Diminished Pacific role threatens regional stability, critics warn Scott Morrison

Australian Prime Minister Scott Morrison. Picture: REUTERS

CANBERRA, 30 AUGUST 2018 (SMH) – The former minister responsible for the Pacific says the Morrison government is jeopardising Australia’s influence in the region at a time when China is wooing island nations with infrastructure and loans.

Concetta Fierravanti-Wells, who last week criticised the direction of the Coalition government under former prime minister Malcolm Turnbull and his foreign minister Julie Bishop, has also called for the Coalition to reverse cuts to the aid budget and increase its $1.3 billion (US$950 million) spend in the region.

During last week’s leadership spill Senator Fierravanti-Wells dramatically quit Turnbull’s ministry and was subsequently relegated to the backbench by incoming Prime Minister Scott Morrison.
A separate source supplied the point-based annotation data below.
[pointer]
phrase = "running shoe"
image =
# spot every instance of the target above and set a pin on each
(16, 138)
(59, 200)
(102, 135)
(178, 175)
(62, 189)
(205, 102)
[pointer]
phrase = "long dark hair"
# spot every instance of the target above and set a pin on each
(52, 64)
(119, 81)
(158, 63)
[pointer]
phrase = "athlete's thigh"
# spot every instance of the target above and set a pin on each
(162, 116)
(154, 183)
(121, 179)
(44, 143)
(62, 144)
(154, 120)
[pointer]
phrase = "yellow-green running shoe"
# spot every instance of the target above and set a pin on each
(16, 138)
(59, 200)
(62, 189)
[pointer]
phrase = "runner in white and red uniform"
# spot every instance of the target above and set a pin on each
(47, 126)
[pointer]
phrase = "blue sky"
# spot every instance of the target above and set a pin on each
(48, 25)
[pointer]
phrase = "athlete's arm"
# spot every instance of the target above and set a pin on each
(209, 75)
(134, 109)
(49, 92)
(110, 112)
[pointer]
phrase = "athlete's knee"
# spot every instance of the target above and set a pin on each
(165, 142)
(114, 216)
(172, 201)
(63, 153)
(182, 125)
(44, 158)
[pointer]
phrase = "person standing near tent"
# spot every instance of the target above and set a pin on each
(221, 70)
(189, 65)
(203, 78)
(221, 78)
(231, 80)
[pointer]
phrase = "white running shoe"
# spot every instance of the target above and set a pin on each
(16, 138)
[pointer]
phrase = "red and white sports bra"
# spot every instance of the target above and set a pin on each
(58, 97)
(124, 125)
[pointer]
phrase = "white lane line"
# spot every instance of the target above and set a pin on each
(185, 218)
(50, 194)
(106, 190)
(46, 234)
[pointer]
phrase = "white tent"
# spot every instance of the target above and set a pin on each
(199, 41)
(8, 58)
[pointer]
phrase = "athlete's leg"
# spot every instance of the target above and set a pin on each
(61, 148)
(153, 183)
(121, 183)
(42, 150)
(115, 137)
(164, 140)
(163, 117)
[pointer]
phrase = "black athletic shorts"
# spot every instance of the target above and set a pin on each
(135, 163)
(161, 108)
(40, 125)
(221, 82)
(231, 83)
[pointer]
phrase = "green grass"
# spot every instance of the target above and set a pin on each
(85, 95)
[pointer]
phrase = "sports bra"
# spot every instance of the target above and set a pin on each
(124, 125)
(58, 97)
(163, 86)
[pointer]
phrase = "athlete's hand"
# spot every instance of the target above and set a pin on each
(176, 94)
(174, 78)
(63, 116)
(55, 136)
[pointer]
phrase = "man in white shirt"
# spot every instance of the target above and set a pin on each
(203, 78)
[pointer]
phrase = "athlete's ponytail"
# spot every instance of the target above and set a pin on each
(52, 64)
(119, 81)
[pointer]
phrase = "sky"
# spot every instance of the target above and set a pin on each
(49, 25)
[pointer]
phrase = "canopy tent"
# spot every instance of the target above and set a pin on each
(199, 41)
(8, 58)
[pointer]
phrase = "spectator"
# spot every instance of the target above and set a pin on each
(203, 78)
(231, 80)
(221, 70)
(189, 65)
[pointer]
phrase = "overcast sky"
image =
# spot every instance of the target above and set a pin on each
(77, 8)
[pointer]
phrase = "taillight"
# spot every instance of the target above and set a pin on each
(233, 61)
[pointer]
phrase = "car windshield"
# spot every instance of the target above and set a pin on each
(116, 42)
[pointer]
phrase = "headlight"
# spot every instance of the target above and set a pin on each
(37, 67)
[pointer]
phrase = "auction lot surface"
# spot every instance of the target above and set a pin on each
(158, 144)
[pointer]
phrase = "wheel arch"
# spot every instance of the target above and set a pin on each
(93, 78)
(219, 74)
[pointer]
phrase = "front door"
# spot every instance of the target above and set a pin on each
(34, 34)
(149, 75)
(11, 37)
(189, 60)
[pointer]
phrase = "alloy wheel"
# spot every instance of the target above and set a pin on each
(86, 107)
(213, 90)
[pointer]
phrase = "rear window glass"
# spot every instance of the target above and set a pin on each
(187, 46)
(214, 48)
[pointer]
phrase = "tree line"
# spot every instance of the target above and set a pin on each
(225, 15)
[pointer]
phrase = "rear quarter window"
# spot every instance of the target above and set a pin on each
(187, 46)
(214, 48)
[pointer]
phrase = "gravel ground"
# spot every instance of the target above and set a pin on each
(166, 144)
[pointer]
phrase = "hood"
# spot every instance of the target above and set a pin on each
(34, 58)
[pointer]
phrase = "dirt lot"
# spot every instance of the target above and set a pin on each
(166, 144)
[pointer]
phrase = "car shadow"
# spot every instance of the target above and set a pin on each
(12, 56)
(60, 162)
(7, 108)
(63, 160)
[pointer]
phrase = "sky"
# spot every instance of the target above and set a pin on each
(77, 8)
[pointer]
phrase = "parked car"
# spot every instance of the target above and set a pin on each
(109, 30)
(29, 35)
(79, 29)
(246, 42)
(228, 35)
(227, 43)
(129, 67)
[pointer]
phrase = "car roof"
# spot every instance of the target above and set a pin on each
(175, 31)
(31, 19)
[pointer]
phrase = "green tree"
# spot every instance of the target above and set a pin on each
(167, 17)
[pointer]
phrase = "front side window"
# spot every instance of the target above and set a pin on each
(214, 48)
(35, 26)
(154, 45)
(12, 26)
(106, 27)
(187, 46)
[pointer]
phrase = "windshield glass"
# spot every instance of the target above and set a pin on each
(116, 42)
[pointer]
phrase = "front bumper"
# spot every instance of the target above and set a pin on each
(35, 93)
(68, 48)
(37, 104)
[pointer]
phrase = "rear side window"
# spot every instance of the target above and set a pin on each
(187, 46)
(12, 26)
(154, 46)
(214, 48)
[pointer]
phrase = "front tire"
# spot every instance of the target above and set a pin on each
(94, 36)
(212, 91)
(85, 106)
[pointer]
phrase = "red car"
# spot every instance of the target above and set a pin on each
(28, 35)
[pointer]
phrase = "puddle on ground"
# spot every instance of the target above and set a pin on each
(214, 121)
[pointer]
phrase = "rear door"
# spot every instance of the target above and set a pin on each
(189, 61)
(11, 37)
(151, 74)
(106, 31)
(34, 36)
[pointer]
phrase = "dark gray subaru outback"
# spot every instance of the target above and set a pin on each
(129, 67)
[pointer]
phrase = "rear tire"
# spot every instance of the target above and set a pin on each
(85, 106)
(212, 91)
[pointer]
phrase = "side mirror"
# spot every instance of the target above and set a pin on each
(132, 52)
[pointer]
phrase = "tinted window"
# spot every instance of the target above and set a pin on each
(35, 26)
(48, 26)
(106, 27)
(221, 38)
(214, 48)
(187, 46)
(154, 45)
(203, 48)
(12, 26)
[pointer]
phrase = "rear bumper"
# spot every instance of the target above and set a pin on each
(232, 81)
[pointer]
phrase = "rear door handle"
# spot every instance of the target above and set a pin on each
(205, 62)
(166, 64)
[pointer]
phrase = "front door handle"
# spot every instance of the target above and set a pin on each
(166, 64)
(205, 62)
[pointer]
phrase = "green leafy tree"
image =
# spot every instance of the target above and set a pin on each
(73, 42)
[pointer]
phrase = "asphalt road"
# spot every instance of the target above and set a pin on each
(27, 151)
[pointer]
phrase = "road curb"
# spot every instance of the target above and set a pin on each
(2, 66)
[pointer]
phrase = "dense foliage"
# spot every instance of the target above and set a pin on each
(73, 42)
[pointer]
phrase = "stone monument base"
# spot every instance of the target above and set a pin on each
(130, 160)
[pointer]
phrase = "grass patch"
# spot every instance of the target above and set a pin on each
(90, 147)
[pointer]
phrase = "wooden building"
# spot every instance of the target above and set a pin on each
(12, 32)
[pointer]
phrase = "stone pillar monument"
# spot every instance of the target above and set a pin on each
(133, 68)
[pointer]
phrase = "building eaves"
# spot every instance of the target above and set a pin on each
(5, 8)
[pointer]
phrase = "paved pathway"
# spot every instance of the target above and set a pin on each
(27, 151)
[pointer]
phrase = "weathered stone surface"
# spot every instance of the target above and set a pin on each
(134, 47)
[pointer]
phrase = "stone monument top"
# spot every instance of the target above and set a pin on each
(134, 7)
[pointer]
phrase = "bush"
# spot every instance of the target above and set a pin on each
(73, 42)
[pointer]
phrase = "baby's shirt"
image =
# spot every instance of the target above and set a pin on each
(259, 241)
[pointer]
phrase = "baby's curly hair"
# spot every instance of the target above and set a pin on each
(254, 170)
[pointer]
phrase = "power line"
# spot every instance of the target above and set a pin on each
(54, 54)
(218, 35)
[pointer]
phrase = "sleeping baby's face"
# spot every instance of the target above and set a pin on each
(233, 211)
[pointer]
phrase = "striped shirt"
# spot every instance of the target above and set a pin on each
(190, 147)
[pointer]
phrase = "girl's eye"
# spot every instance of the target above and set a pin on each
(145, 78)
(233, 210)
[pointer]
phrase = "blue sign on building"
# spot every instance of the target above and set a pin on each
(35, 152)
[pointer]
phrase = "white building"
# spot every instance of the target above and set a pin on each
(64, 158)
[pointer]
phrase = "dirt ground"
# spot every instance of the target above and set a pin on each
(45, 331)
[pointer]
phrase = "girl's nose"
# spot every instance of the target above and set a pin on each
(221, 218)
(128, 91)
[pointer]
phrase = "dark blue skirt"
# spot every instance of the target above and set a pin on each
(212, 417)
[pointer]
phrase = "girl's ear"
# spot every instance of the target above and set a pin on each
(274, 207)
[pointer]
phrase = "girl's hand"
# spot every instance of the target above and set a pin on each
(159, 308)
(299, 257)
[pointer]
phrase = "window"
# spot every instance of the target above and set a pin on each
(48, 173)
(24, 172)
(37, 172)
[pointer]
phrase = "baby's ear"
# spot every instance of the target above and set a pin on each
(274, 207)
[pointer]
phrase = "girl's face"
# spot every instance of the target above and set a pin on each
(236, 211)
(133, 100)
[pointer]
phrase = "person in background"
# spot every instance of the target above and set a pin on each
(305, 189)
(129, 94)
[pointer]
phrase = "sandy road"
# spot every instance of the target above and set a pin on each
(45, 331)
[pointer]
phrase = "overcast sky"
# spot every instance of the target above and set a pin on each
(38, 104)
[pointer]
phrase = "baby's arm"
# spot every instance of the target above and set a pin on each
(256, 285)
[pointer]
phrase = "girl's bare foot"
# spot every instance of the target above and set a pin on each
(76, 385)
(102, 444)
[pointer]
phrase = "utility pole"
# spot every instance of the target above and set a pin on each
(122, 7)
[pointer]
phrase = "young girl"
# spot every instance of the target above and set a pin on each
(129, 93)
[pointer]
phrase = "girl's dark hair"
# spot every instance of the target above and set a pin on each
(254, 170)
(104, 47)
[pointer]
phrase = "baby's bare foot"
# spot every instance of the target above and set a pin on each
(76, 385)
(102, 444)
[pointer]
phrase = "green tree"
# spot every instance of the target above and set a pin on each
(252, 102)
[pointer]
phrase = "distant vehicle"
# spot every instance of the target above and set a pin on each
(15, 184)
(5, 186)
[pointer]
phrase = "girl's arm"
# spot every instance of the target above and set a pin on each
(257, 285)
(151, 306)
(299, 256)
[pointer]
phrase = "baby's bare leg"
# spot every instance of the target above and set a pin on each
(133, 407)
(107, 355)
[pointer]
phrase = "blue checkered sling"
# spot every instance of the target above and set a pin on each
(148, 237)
The new ministry no longer includes a dedicated minister for the region.

Instead, Morrison named Anne Ruston as an “assistant minister” – a role formerly known as parliamentary secretary – for international development and the Pacific.

On Wednesday, Senator Ruston said she had “no idea” why Morrison had appointed her to the role.
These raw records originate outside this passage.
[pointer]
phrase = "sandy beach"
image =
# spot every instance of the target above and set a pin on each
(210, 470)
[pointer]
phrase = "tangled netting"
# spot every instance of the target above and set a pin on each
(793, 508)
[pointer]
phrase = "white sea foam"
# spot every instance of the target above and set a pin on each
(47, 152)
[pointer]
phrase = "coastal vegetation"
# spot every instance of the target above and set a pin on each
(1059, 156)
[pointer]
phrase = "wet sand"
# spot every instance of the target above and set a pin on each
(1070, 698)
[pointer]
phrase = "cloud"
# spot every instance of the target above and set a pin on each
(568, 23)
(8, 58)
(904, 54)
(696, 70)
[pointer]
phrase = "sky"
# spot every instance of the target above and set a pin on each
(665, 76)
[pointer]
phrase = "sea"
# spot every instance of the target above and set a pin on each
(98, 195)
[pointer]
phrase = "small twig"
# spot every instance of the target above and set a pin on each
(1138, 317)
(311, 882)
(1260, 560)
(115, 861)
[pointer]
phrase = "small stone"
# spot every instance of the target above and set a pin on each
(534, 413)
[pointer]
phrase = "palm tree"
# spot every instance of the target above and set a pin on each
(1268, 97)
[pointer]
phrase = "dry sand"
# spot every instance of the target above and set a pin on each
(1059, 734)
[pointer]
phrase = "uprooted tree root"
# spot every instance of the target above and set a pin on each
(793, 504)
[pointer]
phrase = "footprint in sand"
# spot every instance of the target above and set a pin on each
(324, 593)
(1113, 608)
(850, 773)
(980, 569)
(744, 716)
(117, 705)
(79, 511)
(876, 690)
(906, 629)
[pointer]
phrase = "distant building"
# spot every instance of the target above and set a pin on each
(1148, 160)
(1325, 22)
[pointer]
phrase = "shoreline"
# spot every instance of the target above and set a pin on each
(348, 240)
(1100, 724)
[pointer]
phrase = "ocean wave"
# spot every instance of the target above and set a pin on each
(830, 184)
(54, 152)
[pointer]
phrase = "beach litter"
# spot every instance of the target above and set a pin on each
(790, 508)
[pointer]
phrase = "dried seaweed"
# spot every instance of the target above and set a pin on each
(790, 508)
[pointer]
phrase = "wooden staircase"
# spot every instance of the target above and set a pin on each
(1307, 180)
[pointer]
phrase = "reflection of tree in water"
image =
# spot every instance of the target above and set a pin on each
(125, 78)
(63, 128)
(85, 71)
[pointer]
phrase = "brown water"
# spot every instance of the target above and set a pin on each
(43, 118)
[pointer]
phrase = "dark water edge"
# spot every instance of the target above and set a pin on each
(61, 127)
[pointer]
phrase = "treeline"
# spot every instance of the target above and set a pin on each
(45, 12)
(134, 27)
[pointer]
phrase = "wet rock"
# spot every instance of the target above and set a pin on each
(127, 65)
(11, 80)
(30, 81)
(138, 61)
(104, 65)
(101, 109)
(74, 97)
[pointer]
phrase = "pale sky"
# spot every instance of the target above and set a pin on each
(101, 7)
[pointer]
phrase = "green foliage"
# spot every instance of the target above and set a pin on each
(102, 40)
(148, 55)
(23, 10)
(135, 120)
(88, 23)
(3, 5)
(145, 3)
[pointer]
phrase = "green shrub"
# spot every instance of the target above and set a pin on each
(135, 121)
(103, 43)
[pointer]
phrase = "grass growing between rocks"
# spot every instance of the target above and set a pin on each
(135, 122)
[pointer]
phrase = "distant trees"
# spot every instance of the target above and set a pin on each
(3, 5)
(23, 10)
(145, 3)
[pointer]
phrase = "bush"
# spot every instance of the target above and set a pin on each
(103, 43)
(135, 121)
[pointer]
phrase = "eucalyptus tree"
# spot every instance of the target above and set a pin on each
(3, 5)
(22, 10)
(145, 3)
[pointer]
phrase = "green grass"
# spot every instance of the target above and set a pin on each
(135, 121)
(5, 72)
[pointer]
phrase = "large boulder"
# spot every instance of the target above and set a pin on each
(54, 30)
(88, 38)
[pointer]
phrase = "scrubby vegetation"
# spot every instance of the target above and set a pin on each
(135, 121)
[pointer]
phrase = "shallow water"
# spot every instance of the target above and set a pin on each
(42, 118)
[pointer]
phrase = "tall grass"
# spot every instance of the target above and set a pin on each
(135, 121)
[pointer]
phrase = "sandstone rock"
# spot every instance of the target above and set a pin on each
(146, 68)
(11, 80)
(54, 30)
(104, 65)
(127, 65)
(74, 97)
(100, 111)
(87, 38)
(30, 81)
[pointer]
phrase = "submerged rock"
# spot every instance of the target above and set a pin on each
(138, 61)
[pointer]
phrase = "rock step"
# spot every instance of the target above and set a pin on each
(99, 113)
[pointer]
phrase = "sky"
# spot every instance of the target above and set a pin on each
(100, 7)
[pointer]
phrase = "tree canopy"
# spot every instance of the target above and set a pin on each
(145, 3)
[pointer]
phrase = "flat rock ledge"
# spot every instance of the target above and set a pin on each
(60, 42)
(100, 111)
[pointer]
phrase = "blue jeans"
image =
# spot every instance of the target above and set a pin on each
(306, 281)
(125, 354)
“Well, I’m not quite sure,” she responded when asked about the promotion on ABC radio. “Anyway, very exciting new challenge but, yes, no idea at all.”

Senator Fierravanti-Wells said she had worked hard as minister for Australia to “step up” its engagement with the Pacific as part of the foreign policy white paper priorities released last year.

“At a time of growing contestability and strategic competition in our Pacific region, the downgrading of the portfolio to a parliamentary secretary role sends the wrong message,” she told Fairfax Media.

“The Coalition had elevated the Pacific to a ministerial role. Indeed, I have advocated that given the importance of the Pacific, our record development assistance of $1.3 billion for the Pacific should be increased and complemented by having a minister for foreign affairs and the Pacific.”

The Abbott and Turnbull governments cut the aid budget to about $4 billion (US$2.9 billion), representing about 0.22 per cent of gross national income.

This compares to a previously bipartisan commitment to 0.5 per cent, the 0.7 spent by Britain, and the OECD average of 0.31 per cent. Pacific aid funding has been protected from the brunt of the cuts.

Early this year, Senator Fierravanti-Wells warned that China was loading up Pacific nations with debt via white elephant infrastructure projects. The comments triggered an angry response from the Chinese government and she was rebuked by Bishop, the senior portfolio minister.

But Bishop later sounded her own warnings about debt traps and sovereignty in the region. In her final press conference as foreign minister on Tuesday, she stressed the importance of Australia’s role in the Pacific region and said a “targeted” aid budget benefited Australia “but we must be able to afford it”.

Senator Fierravanti-Wells said she felt vindicated and the Pacific deserved Australia’s “highest attention”.

“Our allies look to us to ensure that this happens,” she said.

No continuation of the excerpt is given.